Artigos de Braulio Tavares em sua coluna diária no "Jornal da Paraíba" (Campina Grande-PB), desde o 0001 (23 de março de 2003) até o 4098 (10 de abril de 2016). Do 4099 em diante, os textos estão sendo publicados apenas neste blog, devido ao fim da publicação do jornal impresso.
quinta-feira, 7 de julho de 2011
2602) As finanças de “Psicose” (7.7.2011)
(Robert Bloch + Alfred Hitchcock)
Psicose foi o grande sucesso comercial de Alfred Hitchcock, e é até hoje um filme que surpreende.
É comum que um filme surja de repente e redefina, quase sozinho, a fórmula de um gênero, pela quantidade de imitações que cria.
O que não é comum é que, 50 anos depois, o filme ainda continue a surpreender em alguns aspectos, porque ao ser exaustivamente copiado ele se transforma, retrospectivamente, num enorme déjà-vu. Vemos primeiro as imitações, e elas nos deixam deslumbrados; quando vemos a criação original, bocejamos de tédio.
Também é interessante rastrear a história desse sucesso financeiro. O autor do romance original é o mestre Robert Bloch, que está para a pulp fiction assim como Hitchcock está para o cinema. Bloch tem a vantagem adicional de escrever policial, suspense, ficção científica e terror (era membro do círculo de discípulos pessoais de Lovecraft).
Ele conta em suas memórias (Once Around the Bloch) que recebeu pelo romance o “impressionante adiantamento” de 750 dólares. Ao receber uma proposta de 5 mil dólares pelos direitos de filmagem ele hesitou e pediu dez. Pagaram-lhe 9 mil, e só depois de fechado o contrato foi-lhe revelado que o proponente era Hitchcock.
Bloch diz que a editora e o seu agente pegaram as respectivas percentagens, e tudo que ele ganhou com o filme foram cerca de 5 mil dólares.
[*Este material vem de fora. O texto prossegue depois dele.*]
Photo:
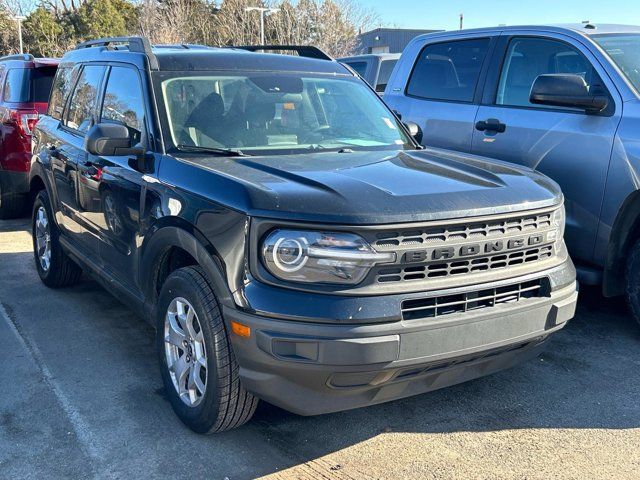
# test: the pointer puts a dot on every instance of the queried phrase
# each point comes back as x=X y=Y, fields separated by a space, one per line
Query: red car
x=25 y=84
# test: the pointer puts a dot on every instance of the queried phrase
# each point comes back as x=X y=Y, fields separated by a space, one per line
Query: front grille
x=433 y=307
x=466 y=231
x=459 y=267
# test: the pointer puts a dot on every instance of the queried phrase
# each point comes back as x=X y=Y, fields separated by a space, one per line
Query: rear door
x=442 y=93
x=568 y=145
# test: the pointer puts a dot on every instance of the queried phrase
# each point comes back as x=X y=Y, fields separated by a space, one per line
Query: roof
x=203 y=58
x=28 y=60
x=587 y=29
x=364 y=56
x=384 y=29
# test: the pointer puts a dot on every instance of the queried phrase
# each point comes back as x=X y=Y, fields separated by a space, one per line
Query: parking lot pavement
x=81 y=397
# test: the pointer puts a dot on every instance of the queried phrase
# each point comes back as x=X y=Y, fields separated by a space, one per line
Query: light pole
x=263 y=11
x=19 y=19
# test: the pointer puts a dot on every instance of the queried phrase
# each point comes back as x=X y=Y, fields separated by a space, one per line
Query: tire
x=59 y=270
x=12 y=205
x=218 y=402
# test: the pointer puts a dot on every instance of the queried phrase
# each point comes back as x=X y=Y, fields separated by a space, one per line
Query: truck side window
x=83 y=99
x=448 y=70
x=359 y=67
x=386 y=67
x=16 y=87
x=123 y=102
x=529 y=57
x=62 y=84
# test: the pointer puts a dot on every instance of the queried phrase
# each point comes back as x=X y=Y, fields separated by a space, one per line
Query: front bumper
x=313 y=368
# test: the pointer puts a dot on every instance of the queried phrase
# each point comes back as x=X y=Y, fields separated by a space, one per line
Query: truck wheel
x=633 y=281
x=54 y=266
x=199 y=369
x=12 y=205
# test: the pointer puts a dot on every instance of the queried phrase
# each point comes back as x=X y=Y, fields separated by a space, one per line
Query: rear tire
x=199 y=369
x=12 y=205
x=54 y=266
x=633 y=281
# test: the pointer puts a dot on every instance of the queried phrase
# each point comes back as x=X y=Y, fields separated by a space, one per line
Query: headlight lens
x=320 y=257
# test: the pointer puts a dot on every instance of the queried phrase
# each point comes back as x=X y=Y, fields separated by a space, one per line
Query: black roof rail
x=135 y=44
x=27 y=57
x=302 y=50
x=185 y=46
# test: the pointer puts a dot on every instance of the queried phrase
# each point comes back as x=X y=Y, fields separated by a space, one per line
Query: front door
x=111 y=187
x=568 y=145
x=69 y=156
x=441 y=94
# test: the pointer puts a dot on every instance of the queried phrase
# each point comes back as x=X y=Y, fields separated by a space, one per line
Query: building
x=387 y=40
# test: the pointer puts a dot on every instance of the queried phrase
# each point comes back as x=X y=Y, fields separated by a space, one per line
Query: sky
x=444 y=14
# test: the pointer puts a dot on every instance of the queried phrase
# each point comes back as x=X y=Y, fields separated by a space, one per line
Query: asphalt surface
x=81 y=397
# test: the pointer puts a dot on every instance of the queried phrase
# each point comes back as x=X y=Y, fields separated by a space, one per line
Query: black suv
x=287 y=236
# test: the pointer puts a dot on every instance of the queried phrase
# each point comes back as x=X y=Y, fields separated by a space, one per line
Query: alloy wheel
x=43 y=238
x=185 y=351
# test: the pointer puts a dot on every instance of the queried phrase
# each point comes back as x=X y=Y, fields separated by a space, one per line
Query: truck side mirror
x=566 y=90
x=110 y=139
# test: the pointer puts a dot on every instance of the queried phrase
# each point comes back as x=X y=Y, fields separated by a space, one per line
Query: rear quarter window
x=60 y=89
x=359 y=67
x=41 y=81
x=16 y=86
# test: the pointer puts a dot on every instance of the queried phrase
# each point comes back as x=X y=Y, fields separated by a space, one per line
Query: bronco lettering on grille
x=471 y=249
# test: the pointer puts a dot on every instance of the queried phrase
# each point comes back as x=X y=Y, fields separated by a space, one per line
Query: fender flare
x=625 y=231
x=182 y=234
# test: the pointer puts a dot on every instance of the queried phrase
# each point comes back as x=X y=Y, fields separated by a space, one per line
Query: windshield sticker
x=389 y=123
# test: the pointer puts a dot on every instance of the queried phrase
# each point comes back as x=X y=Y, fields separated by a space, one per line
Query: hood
x=369 y=187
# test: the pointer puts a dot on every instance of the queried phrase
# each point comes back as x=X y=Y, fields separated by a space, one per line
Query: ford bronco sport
x=287 y=236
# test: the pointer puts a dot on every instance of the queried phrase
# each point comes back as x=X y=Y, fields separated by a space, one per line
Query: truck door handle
x=491 y=125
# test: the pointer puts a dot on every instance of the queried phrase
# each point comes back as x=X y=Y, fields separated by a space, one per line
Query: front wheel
x=199 y=369
x=54 y=266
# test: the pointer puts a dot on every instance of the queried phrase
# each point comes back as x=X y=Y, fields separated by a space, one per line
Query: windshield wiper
x=229 y=152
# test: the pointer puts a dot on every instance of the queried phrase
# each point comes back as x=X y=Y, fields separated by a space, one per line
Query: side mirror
x=414 y=130
x=109 y=139
x=566 y=90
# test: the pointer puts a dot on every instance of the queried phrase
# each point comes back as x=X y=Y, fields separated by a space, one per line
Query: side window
x=62 y=84
x=386 y=67
x=448 y=71
x=16 y=86
x=83 y=99
x=359 y=67
x=3 y=72
x=527 y=58
x=123 y=102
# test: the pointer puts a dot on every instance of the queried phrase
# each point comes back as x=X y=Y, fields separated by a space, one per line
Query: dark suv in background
x=285 y=234
x=25 y=84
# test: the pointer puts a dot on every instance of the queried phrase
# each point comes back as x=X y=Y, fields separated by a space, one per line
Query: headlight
x=320 y=257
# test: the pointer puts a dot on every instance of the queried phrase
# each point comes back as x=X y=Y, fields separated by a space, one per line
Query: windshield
x=624 y=51
x=271 y=114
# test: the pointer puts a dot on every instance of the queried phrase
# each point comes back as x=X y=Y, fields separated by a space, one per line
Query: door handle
x=491 y=125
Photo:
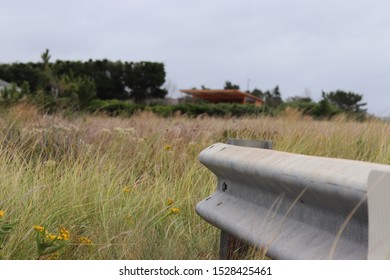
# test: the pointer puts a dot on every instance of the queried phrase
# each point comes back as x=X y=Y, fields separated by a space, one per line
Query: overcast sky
x=304 y=46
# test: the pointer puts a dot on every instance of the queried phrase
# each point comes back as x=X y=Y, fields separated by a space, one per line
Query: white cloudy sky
x=304 y=46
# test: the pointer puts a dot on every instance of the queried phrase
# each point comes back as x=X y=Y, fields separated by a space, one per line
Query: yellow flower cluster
x=126 y=189
x=170 y=201
x=39 y=228
x=168 y=148
x=64 y=233
x=175 y=210
x=85 y=240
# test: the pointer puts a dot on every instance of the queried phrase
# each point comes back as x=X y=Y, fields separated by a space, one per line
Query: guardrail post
x=231 y=247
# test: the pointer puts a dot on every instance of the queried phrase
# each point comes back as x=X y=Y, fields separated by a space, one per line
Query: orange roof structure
x=225 y=96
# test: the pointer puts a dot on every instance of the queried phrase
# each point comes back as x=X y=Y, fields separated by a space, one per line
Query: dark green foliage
x=116 y=107
x=347 y=101
x=144 y=80
x=273 y=98
x=113 y=107
x=112 y=80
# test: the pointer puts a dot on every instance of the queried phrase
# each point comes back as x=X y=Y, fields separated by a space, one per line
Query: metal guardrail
x=299 y=207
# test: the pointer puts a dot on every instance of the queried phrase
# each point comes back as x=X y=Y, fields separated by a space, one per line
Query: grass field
x=96 y=187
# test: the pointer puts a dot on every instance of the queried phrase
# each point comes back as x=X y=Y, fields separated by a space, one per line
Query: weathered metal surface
x=293 y=206
x=232 y=247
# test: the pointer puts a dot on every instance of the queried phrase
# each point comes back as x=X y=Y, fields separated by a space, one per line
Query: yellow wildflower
x=126 y=189
x=39 y=228
x=64 y=234
x=49 y=163
x=130 y=219
x=175 y=210
x=52 y=236
x=170 y=201
x=168 y=148
x=85 y=240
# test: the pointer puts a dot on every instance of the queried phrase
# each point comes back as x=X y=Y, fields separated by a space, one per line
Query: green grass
x=109 y=179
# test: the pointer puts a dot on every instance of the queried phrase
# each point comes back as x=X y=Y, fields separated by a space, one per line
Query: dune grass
x=126 y=188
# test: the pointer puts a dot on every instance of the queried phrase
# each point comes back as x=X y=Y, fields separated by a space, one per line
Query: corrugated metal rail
x=299 y=207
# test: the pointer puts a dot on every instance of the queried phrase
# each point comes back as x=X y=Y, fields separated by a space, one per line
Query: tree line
x=331 y=103
x=76 y=83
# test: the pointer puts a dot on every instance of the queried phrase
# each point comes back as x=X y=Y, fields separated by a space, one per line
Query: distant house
x=225 y=96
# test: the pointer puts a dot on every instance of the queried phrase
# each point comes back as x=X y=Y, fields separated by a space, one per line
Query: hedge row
x=116 y=107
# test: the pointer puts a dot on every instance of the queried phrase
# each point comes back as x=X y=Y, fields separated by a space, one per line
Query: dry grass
x=112 y=179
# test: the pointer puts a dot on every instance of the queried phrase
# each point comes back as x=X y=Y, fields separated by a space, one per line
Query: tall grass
x=130 y=185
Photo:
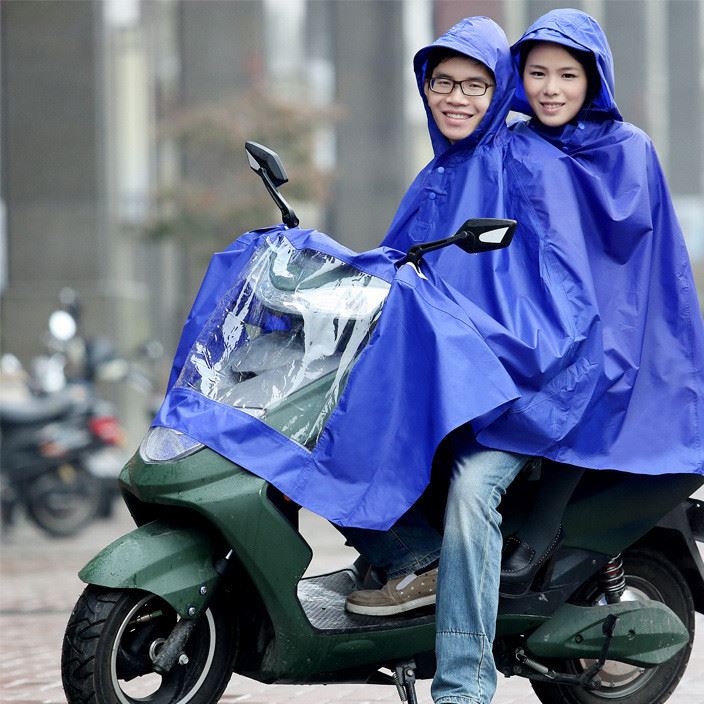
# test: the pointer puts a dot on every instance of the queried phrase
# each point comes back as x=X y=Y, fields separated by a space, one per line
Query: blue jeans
x=470 y=566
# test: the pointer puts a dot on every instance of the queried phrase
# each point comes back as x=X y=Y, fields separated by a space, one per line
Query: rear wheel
x=649 y=576
x=113 y=637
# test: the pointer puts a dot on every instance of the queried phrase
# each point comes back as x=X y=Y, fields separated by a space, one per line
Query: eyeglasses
x=470 y=87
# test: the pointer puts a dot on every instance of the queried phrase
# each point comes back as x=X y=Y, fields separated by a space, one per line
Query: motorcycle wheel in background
x=64 y=499
x=649 y=575
x=113 y=637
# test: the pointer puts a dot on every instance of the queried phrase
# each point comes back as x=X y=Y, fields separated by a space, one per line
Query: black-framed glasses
x=470 y=87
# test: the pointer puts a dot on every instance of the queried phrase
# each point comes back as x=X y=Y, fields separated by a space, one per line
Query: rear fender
x=172 y=562
x=675 y=537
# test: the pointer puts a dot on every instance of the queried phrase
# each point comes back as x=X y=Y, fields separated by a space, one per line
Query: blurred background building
x=123 y=123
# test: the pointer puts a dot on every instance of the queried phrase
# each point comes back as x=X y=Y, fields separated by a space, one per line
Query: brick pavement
x=40 y=587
Entra em cena James Cavanagh, o primeiro roteirista contratado. Depois de uma porção de divergências com Hitchcock, Cavanagh entregou um primeiro tratamento do roteiro, recebeu 7.166 dólares e foi dispensado.
Para o seu lugar foi contratado Joseph Stefano, cujo entendimento com Hitchcock foi mais rápido. Seguindo em grande parte a estrutura armada por Bloch em seu romance, Stefano foi provavelmente o autor de uma decisão crucial, a de começar o filme acompanhando a história de Janet Leigh, e só introduzir o Bates Motel (que era onde o romance começava) somente depois, durante a fuga noturna dela, após o roubo.
Stefano acabou recebendo pelo roteiro a soma de 17.500 dólares, ou seja, mais de três vezes o que foi pago a Robert Bloch.
E aí entra em cena Hitchcock, cujo talento financeiro era pau-a-pau com o talento narrativo.
Seu cachê para dirigir, nessa época (depois de filmes como Um Corpo que Cai, O Homem Que Sabia Demais, Intriga Internacional), era de 250 mil dólares por filme. Os executivos do estúdio não simpatizavam nada com esse projeto em preto-e-branco, nem botavam fé nesse roteiro sobre um serial killer que se vestia de mulher e mantinha a mãe empalhada. Queriam livrar-se dele logo. Ficaram surpreendidos quando Hitchcock abriu mão do seu salário em troca de 60% da renda líquida do filme.
Como todos tinham certeza de que iria ser um filme problemático, concordaram. Hitchcock acabou faturando, pessoalmente, mais de 15 milhões de dólares, que dariam, em valores de hoje, algo em torno de 150 milhões de dólares – para dirigir um único filme.